Sharon Voelker said that parents need more information about the state's requirements and asked whether tutors will be needed at every grade level.

"What are you going to do about kids with different reading levels . . about those who study from different textbooks, depending on the school?" she asked.

Superintendent Christine A. Neal said that a three-hour convocation of the district's 500 teachers Friday centered on the state requirements.

She asked Mrs.
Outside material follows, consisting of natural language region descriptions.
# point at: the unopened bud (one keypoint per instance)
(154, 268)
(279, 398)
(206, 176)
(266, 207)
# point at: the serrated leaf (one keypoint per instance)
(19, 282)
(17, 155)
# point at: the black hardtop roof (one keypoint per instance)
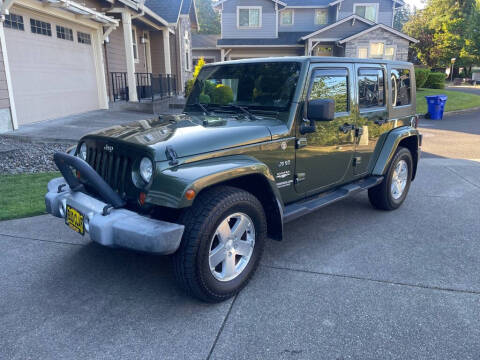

Voelker to be on a special committee to explore her ideas, which could include written information sent to all parents and special broadcasts on the local cable television channel.

During the business session, the board:

Moved the public forum portion of regular board meetings to the beginning of each session, before the meeting is called to order.

Adopted a calendar for the 1998-99 school budget, with discussions to begin next month because of the state-mandated schedule for a May 19 public vote.

Received the 1996-97 audit report from John Schiavone of Lumsden & McCormick, who commented: "The general fund of the district continues to be sound."

He said general fund spending was down by $453,000, marking a "first" in his experience with the district. He credited the district's conservative financial management policy.

Accepted the donation of office furniture and drafting equipment worth $2,760 for the high school technology department from Peter B. Whitmore in memory of his parents, Mr. and Mrs. William W. Whitmore III.

Gave special recognition to John Mosklalik, principal of Washington Hunt Elementary School; PTA co-president Lisa Muto; Lockport Savings Bank; volunteers; and the three pupils who operate a bank branch at the school. The bank branch, run under the new Start Smart program, is complete with teller windows and deposit books. Teller Nicole Stranges, a fourth-grader, said the bank took in $100 in pupil deposits in the first three weeks.

Appointed six new staff members, including Kevin Duffy, school psychologist at $34,324 a year. Others appointed at $28,500 starting salaries were, Lana Riester and Eric Domroes, high school counselors; Loretta DiCarlo, preschool special education at Anna Merritt Elementary; Debra Diez, special education at Emmet Belknap Middle School; and Jeffrey Hulshoff, regular substitute high school social studies.

Granted tenure to special education teachers Ann Jackson and Linda Faust.